I've been working in the yard for decades and when it comes to putting plants in the ground, there's a right way - and a wrong way. I decided it might be fun to do a little tutorial on how to plant a shrub. It's actually pretty easy!
I have an existing laurel hedge in my yard that just randomly drops off, leaving a big ugly hole between it and my house. I wanted to "lengthen" it, aka fill it with a new laurel hedge, of which I purchased a couple.
- First, space the laurel hedges three to four feet apart
- Make sure the holes are twice as big as the root ball, this will give the new plant a fighting chance to thrive.
- Make sure not to go too deep!
- Do a test, and drop the plant into the hole. Make sure it sits up above the ground level a few inches, this will help the water drain. Too low, and water could eventually drown the plant
- Once the hole is deep enough and wide enough, it's time to check the roots.
- Your root ball will likely be wrapped in a burlap sack. There are two schools of thought here; some experts say remove it and some say keep it. I personally like to get rid of it so I can see the root ball.
- Once the sack is off, loosen up the roots. This will give the plant a running start to adapt to its new home.
- Place the laurel back in the hole and backfill halfway.
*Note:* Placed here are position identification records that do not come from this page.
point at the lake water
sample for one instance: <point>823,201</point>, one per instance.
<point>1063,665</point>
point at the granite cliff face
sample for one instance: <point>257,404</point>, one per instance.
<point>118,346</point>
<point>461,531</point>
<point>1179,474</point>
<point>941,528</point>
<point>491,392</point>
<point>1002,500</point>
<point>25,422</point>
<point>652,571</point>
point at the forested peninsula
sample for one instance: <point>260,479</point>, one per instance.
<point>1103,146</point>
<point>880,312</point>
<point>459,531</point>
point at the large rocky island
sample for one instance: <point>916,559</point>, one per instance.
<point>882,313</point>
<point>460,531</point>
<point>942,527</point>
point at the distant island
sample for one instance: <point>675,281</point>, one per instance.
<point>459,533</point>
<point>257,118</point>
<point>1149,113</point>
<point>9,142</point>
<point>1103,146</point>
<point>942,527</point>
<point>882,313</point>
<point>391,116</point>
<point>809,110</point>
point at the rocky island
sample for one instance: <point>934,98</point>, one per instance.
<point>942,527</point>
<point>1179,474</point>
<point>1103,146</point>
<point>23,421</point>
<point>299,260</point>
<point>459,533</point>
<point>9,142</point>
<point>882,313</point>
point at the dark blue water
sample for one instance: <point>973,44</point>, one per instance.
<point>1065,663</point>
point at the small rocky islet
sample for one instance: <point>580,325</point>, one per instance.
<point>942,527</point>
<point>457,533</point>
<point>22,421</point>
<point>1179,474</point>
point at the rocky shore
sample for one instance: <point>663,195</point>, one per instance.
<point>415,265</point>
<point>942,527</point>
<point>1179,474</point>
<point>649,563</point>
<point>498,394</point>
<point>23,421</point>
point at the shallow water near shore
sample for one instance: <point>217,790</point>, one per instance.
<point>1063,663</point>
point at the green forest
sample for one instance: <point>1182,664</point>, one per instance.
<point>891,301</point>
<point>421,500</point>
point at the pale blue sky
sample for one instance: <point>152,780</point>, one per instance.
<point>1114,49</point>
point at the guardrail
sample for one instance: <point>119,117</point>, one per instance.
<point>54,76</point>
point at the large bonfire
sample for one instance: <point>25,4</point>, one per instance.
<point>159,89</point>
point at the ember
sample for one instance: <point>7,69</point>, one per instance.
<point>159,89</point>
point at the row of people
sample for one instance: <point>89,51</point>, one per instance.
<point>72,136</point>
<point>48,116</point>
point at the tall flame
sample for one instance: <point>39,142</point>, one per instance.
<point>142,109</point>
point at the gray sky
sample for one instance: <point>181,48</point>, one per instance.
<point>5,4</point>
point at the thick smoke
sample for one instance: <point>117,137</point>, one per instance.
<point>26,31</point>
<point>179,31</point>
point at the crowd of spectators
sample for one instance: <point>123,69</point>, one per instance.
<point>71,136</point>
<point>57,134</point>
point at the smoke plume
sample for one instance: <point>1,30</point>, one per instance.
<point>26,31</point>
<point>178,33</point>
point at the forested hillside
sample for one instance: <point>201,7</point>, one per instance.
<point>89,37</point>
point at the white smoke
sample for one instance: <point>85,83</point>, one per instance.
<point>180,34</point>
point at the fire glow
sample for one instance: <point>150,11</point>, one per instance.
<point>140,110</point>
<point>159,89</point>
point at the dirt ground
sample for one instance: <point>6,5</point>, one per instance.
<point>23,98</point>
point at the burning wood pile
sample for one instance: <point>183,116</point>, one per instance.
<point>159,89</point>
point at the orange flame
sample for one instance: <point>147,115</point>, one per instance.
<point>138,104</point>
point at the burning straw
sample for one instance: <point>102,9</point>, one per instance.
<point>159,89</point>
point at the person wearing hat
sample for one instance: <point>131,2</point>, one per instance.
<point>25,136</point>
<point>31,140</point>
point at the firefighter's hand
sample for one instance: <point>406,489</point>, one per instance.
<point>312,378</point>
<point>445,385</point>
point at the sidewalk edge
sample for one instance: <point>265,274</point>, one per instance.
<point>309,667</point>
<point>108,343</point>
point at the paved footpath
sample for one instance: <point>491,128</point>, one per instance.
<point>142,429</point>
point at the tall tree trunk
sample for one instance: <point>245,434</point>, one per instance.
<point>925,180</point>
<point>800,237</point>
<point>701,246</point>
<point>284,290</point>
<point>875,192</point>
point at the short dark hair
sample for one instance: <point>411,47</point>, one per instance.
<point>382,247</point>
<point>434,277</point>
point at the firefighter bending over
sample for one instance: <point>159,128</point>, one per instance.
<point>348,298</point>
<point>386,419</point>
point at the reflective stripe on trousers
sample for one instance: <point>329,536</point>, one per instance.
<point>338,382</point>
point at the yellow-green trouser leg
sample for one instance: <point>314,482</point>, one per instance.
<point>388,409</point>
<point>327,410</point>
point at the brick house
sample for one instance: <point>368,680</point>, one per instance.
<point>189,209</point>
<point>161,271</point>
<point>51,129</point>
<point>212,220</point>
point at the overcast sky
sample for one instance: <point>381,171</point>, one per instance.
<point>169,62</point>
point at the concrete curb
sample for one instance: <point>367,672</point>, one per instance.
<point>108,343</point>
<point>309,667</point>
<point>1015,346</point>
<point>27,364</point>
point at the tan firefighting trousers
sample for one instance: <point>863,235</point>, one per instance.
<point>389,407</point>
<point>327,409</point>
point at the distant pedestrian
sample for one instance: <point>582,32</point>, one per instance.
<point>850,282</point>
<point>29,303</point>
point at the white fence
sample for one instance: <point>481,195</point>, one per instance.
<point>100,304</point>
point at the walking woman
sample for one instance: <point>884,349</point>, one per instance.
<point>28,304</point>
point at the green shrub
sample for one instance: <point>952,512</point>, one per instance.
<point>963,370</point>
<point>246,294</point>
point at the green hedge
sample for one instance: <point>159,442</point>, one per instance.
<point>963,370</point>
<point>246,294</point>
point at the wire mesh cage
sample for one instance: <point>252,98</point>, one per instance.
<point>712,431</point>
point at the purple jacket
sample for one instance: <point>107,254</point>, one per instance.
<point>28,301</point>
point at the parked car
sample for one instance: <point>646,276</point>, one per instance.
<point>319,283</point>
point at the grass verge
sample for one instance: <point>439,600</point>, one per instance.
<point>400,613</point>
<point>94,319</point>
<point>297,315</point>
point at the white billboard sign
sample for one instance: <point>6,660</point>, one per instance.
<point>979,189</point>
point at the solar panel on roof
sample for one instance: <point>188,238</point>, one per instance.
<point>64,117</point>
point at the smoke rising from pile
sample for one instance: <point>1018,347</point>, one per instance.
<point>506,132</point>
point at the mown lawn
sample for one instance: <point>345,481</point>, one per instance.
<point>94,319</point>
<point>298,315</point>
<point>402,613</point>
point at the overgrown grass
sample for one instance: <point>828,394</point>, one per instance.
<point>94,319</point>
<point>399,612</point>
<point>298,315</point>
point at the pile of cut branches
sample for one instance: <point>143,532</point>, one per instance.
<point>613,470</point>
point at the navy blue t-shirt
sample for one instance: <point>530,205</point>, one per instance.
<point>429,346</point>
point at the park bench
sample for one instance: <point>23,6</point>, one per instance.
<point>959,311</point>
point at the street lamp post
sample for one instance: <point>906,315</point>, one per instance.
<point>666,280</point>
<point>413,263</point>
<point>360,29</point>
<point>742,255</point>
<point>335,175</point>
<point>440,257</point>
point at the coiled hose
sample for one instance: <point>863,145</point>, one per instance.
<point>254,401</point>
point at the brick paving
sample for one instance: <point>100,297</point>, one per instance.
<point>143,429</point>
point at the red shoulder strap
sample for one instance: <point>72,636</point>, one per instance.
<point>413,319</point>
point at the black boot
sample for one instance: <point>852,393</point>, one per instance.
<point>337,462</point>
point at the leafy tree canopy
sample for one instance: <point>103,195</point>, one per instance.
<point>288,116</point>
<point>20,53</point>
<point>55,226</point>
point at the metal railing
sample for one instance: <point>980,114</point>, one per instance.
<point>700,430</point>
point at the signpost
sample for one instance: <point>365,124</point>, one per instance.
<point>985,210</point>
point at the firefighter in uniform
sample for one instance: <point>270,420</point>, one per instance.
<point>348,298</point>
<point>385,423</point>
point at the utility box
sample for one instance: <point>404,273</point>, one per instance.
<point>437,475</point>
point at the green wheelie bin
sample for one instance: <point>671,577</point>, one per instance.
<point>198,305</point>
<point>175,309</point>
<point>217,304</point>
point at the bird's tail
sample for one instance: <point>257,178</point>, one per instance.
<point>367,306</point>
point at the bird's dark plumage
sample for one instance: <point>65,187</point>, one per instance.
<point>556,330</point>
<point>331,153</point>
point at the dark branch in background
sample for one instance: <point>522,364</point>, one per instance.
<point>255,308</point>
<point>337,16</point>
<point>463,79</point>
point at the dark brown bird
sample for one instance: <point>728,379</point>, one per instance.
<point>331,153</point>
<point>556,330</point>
- Add water, this will help diminish air pockets.
- Fill the rest of the hole, again - leaving some of the root ball exposed so water drains easily once the shrub is in the ground.
- If you like, add some mulch! This helps retain moisture, slow down weeds and keep an even ground temperature for the new plant
Finally, if your soil appears a little iffy, add some amendments like fertilizer to help the plant get going, and don't forget - these plastic containers are recyclable!